Le Grand Jeu

If Jacques Feyder's Pension Mimosas is the prototype of poetic realism (see May 2 and 30), Le Grand Jeu is certainly that of the Foreign Legion tale, in which a lonely Frenchman joins up after being destroyed by love, and finds in a Moroccan prostitute a substitute for the woman who deserted him. If the “then popular theme of legionnaires and passion in the hot sands of North Africa” appears melodramatic by today's standards, Georges Sadoul points out that the film “offers an evocative portrait of colonial life. Marie Bell gives a remarkable dual performance as the two women (but with the prostitute's voice ingeniously dubbed by another actress) and Françoise Rosay and Charles Vanel are excellent as the managers of a large bistro frequented by legionnaires.”

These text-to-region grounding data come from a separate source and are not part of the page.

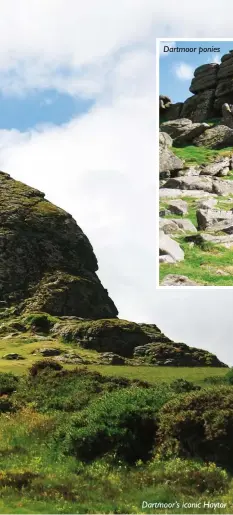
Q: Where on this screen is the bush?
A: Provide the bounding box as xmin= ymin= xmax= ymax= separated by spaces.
xmin=59 ymin=385 xmax=172 ymax=463
xmin=225 ymin=368 xmax=233 ymax=385
xmin=170 ymin=379 xmax=201 ymax=394
xmin=29 ymin=359 xmax=63 ymax=377
xmin=23 ymin=312 xmax=58 ymax=334
xmin=0 ymin=397 xmax=14 ymax=413
xmin=157 ymin=386 xmax=233 ymax=469
xmin=148 ymin=458 xmax=229 ymax=494
xmin=0 ymin=372 xmax=18 ymax=395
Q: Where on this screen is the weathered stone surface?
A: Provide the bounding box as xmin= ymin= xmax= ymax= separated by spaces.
xmin=99 ymin=352 xmax=125 ymax=365
xmin=159 ymin=189 xmax=216 ymax=199
xmin=200 ymin=156 xmax=230 ymax=176
xmin=168 ymin=199 xmax=188 ymax=215
xmin=159 ymin=219 xmax=179 ymax=234
xmin=218 ymin=57 xmax=233 ymax=79
xmin=159 ymin=132 xmax=173 ymax=147
xmin=196 ymin=208 xmax=233 ymax=230
xmin=0 ymin=172 xmax=117 ymax=318
xmin=197 ymin=198 xmax=217 ymax=210
xmin=160 ymin=119 xmax=192 ymax=138
xmin=159 ymin=255 xmax=175 ymax=264
xmin=193 ymin=125 xmax=233 ymax=149
xmin=163 ymin=176 xmax=214 ymax=192
xmin=180 ymin=90 xmax=215 ymax=122
xmin=174 ymin=123 xmax=209 ymax=145
xmin=222 ymin=103 xmax=233 ymax=128
xmin=160 ymin=102 xmax=183 ymax=121
xmin=190 ymin=65 xmax=219 ymax=94
xmin=160 ymin=274 xmax=199 ymax=286
xmin=2 ymin=353 xmax=24 ymax=360
xmin=133 ymin=341 xmax=225 ymax=366
xmin=159 ymin=230 xmax=184 ymax=262
xmin=159 ymin=146 xmax=184 ymax=176
xmin=39 ymin=348 xmax=62 ymax=356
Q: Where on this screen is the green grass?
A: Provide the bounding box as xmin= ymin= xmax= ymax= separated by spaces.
xmin=87 ymin=365 xmax=228 ymax=384
xmin=160 ymin=236 xmax=233 ymax=285
xmin=171 ymin=146 xmax=233 ymax=166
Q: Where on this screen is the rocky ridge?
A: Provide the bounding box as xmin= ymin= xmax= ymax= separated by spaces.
xmin=160 ymin=49 xmax=233 ymax=123
xmin=0 ymin=171 xmax=226 ymax=367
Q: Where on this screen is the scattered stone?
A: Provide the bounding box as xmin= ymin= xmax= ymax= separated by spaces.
xmin=200 ymin=156 xmax=230 ymax=176
xmin=39 ymin=348 xmax=62 ymax=356
xmin=159 ymin=189 xmax=216 ymax=199
xmin=159 ymin=255 xmax=176 ymax=264
xmin=2 ymin=353 xmax=25 ymax=360
xmin=159 ymin=231 xmax=184 ymax=262
xmin=159 ymin=132 xmax=173 ymax=147
xmin=164 ymin=175 xmax=214 ymax=193
xmin=196 ymin=208 xmax=233 ymax=230
xmin=197 ymin=198 xmax=217 ymax=209
xmin=99 ymin=352 xmax=125 ymax=365
xmin=168 ymin=199 xmax=188 ymax=215
xmin=160 ymin=274 xmax=199 ymax=286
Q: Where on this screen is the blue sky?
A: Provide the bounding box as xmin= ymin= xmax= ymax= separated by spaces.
xmin=0 ymin=90 xmax=94 ymax=131
xmin=159 ymin=41 xmax=233 ymax=103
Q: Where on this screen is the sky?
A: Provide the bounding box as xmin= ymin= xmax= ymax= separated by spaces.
xmin=1 ymin=1 xmax=233 ymax=366
xmin=159 ymin=41 xmax=233 ymax=103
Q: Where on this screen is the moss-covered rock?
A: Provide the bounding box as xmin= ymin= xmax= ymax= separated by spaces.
xmin=0 ymin=172 xmax=117 ymax=318
xmin=133 ymin=342 xmax=227 ymax=367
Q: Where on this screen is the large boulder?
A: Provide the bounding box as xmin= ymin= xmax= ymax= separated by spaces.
xmin=196 ymin=208 xmax=233 ymax=230
xmin=193 ymin=125 xmax=233 ymax=148
xmin=0 ymin=171 xmax=117 ymax=318
xmin=189 ymin=64 xmax=219 ymax=94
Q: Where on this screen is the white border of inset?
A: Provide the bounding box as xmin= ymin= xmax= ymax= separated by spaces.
xmin=156 ymin=37 xmax=233 ymax=290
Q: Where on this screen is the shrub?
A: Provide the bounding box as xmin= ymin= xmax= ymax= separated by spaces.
xmin=0 ymin=397 xmax=14 ymax=413
xmin=59 ymin=385 xmax=172 ymax=463
xmin=225 ymin=368 xmax=233 ymax=385
xmin=148 ymin=458 xmax=229 ymax=494
xmin=29 ymin=359 xmax=63 ymax=377
xmin=157 ymin=386 xmax=233 ymax=469
xmin=170 ymin=379 xmax=201 ymax=394
xmin=0 ymin=372 xmax=18 ymax=395
xmin=23 ymin=312 xmax=58 ymax=334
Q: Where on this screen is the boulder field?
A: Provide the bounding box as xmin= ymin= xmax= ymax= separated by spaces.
xmin=159 ymin=49 xmax=233 ymax=286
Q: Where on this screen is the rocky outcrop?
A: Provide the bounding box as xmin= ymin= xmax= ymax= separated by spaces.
xmin=160 ymin=50 xmax=233 ymax=123
xmin=0 ymin=171 xmax=117 ymax=318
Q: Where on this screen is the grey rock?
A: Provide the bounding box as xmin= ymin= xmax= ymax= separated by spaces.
xmin=159 ymin=188 xmax=216 ymax=199
xmin=222 ymin=103 xmax=233 ymax=129
xmin=99 ymin=352 xmax=125 ymax=365
xmin=194 ymin=125 xmax=233 ymax=149
xmin=160 ymin=119 xmax=192 ymax=138
xmin=197 ymin=198 xmax=217 ymax=210
xmin=160 ymin=274 xmax=199 ymax=286
xmin=171 ymin=218 xmax=197 ymax=232
xmin=159 ymin=132 xmax=173 ymax=147
xmin=160 ymin=102 xmax=183 ymax=121
xmin=196 ymin=208 xmax=233 ymax=230
xmin=180 ymin=90 xmax=215 ymax=122
xmin=159 ymin=146 xmax=184 ymax=176
xmin=159 ymin=219 xmax=179 ymax=234
xmin=39 ymin=348 xmax=62 ymax=356
xmin=200 ymin=156 xmax=230 ymax=176
xmin=163 ymin=175 xmax=214 ymax=193
xmin=2 ymin=353 xmax=25 ymax=360
xmin=174 ymin=123 xmax=209 ymax=146
xmin=159 ymin=230 xmax=184 ymax=262
xmin=168 ymin=199 xmax=188 ymax=215
xmin=159 ymin=255 xmax=176 ymax=264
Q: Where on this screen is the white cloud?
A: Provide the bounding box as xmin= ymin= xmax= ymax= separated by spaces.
xmin=174 ymin=62 xmax=194 ymax=80
xmin=1 ymin=0 xmax=233 ymax=368
xmin=208 ymin=54 xmax=222 ymax=64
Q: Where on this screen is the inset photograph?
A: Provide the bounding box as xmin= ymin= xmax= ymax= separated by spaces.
xmin=158 ymin=39 xmax=233 ymax=287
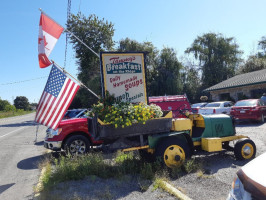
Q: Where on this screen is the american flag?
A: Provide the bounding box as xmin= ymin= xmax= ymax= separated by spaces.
xmin=35 ymin=65 xmax=80 ymax=130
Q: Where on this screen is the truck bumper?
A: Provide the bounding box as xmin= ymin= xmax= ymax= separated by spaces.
xmin=44 ymin=140 xmax=62 ymax=151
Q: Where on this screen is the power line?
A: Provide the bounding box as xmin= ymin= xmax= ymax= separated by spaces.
xmin=0 ymin=76 xmax=48 ymax=86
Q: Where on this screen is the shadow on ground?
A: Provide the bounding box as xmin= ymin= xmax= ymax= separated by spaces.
xmin=17 ymin=155 xmax=45 ymax=170
xmin=34 ymin=141 xmax=44 ymax=146
xmin=235 ymin=121 xmax=264 ymax=128
xmin=0 ymin=120 xmax=36 ymax=128
xmin=192 ymin=150 xmax=250 ymax=174
xmin=0 ymin=183 xmax=15 ymax=194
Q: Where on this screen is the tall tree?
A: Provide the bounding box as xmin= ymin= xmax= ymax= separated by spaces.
xmin=185 ymin=33 xmax=242 ymax=89
xmin=238 ymin=55 xmax=266 ymax=74
xmin=14 ymin=96 xmax=30 ymax=110
xmin=67 ymin=13 xmax=115 ymax=107
xmin=116 ymin=38 xmax=159 ymax=96
xmin=181 ymin=64 xmax=201 ymax=103
xmin=0 ymin=98 xmax=11 ymax=111
xmin=258 ymin=36 xmax=266 ymax=58
xmin=154 ymin=48 xmax=183 ymax=95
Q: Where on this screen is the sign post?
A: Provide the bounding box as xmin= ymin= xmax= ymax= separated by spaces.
xmin=100 ymin=52 xmax=147 ymax=104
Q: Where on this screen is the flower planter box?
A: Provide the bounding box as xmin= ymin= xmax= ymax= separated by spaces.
xmin=88 ymin=112 xmax=172 ymax=141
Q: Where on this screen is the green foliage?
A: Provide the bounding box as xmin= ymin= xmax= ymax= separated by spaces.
xmin=258 ymin=36 xmax=266 ymax=58
xmin=153 ymin=48 xmax=184 ymax=95
xmin=200 ymin=96 xmax=208 ymax=102
xmin=89 ymin=93 xmax=163 ymax=128
xmin=181 ymin=64 xmax=202 ymax=103
xmin=67 ymin=13 xmax=115 ymax=107
xmin=0 ymin=98 xmax=11 ymax=111
xmin=182 ymin=159 xmax=202 ymax=174
xmin=238 ymin=55 xmax=266 ymax=74
xmin=0 ymin=110 xmax=33 ymax=119
xmin=4 ymin=104 xmax=15 ymax=112
xmin=14 ymin=96 xmax=30 ymax=110
xmin=186 ymin=33 xmax=242 ymax=89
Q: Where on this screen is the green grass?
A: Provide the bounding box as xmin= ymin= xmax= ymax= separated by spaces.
xmin=0 ymin=110 xmax=34 ymax=119
xmin=38 ymin=151 xmax=203 ymax=192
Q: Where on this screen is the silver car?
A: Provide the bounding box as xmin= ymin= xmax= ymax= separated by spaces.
xmin=227 ymin=152 xmax=266 ymax=200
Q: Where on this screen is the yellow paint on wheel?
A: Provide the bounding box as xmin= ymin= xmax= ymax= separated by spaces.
xmin=241 ymin=143 xmax=254 ymax=159
xmin=164 ymin=145 xmax=186 ymax=168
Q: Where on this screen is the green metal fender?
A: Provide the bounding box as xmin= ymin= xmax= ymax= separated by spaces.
xmin=148 ymin=131 xmax=194 ymax=152
xmin=194 ymin=114 xmax=236 ymax=142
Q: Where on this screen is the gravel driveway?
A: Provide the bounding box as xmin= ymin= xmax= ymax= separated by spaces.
xmin=171 ymin=121 xmax=266 ymax=200
xmin=37 ymin=121 xmax=266 ymax=200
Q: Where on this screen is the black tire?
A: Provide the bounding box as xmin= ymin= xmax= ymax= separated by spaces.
xmin=234 ymin=139 xmax=256 ymax=160
xmin=155 ymin=137 xmax=191 ymax=168
xmin=64 ymin=135 xmax=91 ymax=155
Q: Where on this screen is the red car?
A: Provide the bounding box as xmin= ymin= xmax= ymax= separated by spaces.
xmin=230 ymin=99 xmax=266 ymax=123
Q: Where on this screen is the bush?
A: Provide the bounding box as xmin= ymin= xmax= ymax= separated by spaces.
xmin=4 ymin=105 xmax=16 ymax=112
xmin=89 ymin=92 xmax=163 ymax=128
xmin=200 ymin=96 xmax=208 ymax=102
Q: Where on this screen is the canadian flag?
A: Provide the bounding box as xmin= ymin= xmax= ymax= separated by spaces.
xmin=38 ymin=13 xmax=64 ymax=68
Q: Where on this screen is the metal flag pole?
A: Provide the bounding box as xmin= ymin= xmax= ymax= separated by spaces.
xmin=39 ymin=8 xmax=100 ymax=58
xmin=52 ymin=61 xmax=100 ymax=99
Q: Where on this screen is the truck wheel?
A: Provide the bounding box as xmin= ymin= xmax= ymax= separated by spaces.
xmin=64 ymin=135 xmax=91 ymax=155
xmin=155 ymin=137 xmax=191 ymax=168
xmin=234 ymin=139 xmax=256 ymax=160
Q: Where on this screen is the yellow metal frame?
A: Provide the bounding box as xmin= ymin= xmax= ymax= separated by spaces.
xmin=193 ymin=135 xmax=249 ymax=152
xmin=122 ymin=145 xmax=149 ymax=152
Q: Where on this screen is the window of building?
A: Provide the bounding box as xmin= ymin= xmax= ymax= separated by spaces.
xmin=219 ymin=93 xmax=231 ymax=101
xmin=250 ymin=89 xmax=266 ymax=98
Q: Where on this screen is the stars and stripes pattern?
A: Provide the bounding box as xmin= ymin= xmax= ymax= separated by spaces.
xmin=35 ymin=65 xmax=80 ymax=130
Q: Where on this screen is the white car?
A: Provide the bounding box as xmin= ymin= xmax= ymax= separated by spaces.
xmin=227 ymin=152 xmax=266 ymax=200
xmin=198 ymin=101 xmax=234 ymax=115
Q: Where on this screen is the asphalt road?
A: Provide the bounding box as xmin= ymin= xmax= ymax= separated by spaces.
xmin=0 ymin=113 xmax=46 ymax=200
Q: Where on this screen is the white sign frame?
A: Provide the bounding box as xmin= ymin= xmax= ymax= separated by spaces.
xmin=100 ymin=52 xmax=148 ymax=104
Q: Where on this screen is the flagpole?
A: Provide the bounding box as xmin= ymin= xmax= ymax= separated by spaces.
xmin=52 ymin=61 xmax=100 ymax=99
xmin=39 ymin=8 xmax=100 ymax=58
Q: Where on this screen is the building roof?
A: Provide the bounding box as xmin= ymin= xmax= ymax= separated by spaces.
xmin=204 ymin=68 xmax=266 ymax=91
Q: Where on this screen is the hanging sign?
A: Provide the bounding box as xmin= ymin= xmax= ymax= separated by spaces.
xmin=100 ymin=52 xmax=147 ymax=104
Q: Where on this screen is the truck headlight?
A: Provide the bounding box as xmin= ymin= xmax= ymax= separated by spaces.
xmin=46 ymin=128 xmax=62 ymax=138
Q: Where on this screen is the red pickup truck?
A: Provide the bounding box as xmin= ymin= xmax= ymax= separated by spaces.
xmin=44 ymin=118 xmax=102 ymax=154
xmin=44 ymin=95 xmax=191 ymax=154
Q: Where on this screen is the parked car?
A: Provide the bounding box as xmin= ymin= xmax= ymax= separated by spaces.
xmin=198 ymin=101 xmax=234 ymax=115
xmin=63 ymin=109 xmax=88 ymax=119
xmin=227 ymin=152 xmax=266 ymax=200
xmin=191 ymin=102 xmax=207 ymax=113
xmin=230 ymin=99 xmax=266 ymax=123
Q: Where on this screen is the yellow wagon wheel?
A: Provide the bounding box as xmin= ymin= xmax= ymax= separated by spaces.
xmin=234 ymin=139 xmax=256 ymax=160
xmin=155 ymin=137 xmax=191 ymax=168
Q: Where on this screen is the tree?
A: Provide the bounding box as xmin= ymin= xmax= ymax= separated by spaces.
xmin=116 ymin=38 xmax=159 ymax=96
xmin=258 ymin=36 xmax=266 ymax=58
xmin=153 ymin=48 xmax=183 ymax=95
xmin=238 ymin=55 xmax=266 ymax=74
xmin=181 ymin=64 xmax=201 ymax=103
xmin=185 ymin=33 xmax=242 ymax=89
xmin=14 ymin=96 xmax=30 ymax=110
xmin=0 ymin=98 xmax=11 ymax=111
xmin=67 ymin=13 xmax=115 ymax=108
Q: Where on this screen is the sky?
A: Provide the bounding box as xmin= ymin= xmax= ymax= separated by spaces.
xmin=1 ymin=0 xmax=266 ymax=104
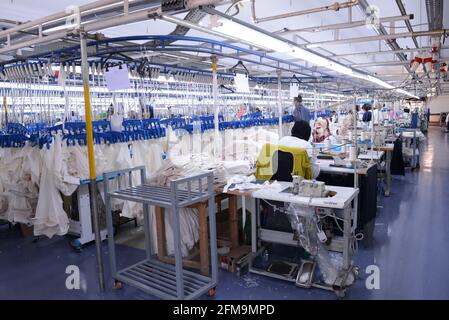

Feyder is considered the master craftsman of the French cinema. One of several French directors who enriched the Hollywood product for a time (he directed Garbo in The Kiss and Anna Christie in 1929), he returned to France in 1933. “With Hollywood behind him,” writes Sadoul, “and now once again out of his system, Feyder was able to give himself up to naturalism, the naturalism of Zola and Maupassant. Feyder, who had a natural gift for imbuing realism with poetry...had a leaning towards precision and minute detail...(and) a very real love of life and men - observed in his work with great penetration, sometimes also with bitterness....” Le Grand Jeu and Pension Mimosas were two of Feyder's finest films; both featured his wife, Françoise Rosay.